Vietnam specifically. Tran posits piracy as “a realistic strategy for survival and innovation” (pp.

52), arguing that it is the only way for many living on the global fringes to access global culture.

While there were issues of clarity and disclosure regarding the actual research design of his

participant-observation, Tran’s work was ultimately invaluable for framing the Vietnamese

pirate shop as a scaled model of global media distribution, demonstrating how the pirate

production-consumption cycle is a response to unequal access to media that is otherwise

routinely framed as global, implied to be accessible to all. Tran cautions that piracy is not a

perfect or neutral solution to this unequal access, and as a distribution system has its own

impacts on media consumption. The degraded sensorial experience often implicit in pirated

products, for example, can paradoxically distances audiences from the global media culture they

are consuming, even as it enables their participation in it.

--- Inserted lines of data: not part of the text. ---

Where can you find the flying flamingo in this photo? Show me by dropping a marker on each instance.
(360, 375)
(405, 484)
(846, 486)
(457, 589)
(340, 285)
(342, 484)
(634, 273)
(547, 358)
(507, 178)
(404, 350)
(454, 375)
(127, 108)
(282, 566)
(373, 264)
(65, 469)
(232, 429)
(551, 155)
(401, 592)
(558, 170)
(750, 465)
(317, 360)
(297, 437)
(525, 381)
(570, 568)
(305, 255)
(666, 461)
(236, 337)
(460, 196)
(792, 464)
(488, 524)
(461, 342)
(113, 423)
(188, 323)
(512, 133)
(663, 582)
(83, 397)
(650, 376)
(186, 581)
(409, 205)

While this paper provided less of the direct method applicability than I’d hoped it would, it

was immensely valuable for opening up considerations of pirate identities and structures in non-

North American and European contexts, where much of my research has been focused so far. My

own research will be enriched by this broadened geopolitical perspective, and my critiques of
clarity and disclosure in Tran’s piece serve as a reminder to focus on these elements in the

development of my own research design.

Bibliography

Ali, S., & Kelly, M. (2004). Ethics and social research. In C. Seale (Ed.), Researching Society
and Culture. SAGE.

Baumgärtel, T. (Ed.). (2015). A Reader in International Media Piracy: Pirate Essays.


Amsterdam: Amsterdam University Press.

Bernard, R. (2011). Research Methods in Anthropology: Qualitative and Quantitative


Approaches (5th ed.). Lanham: AltaMira Press.

Gobo, G. (2008). Doing ethnography. SAGE.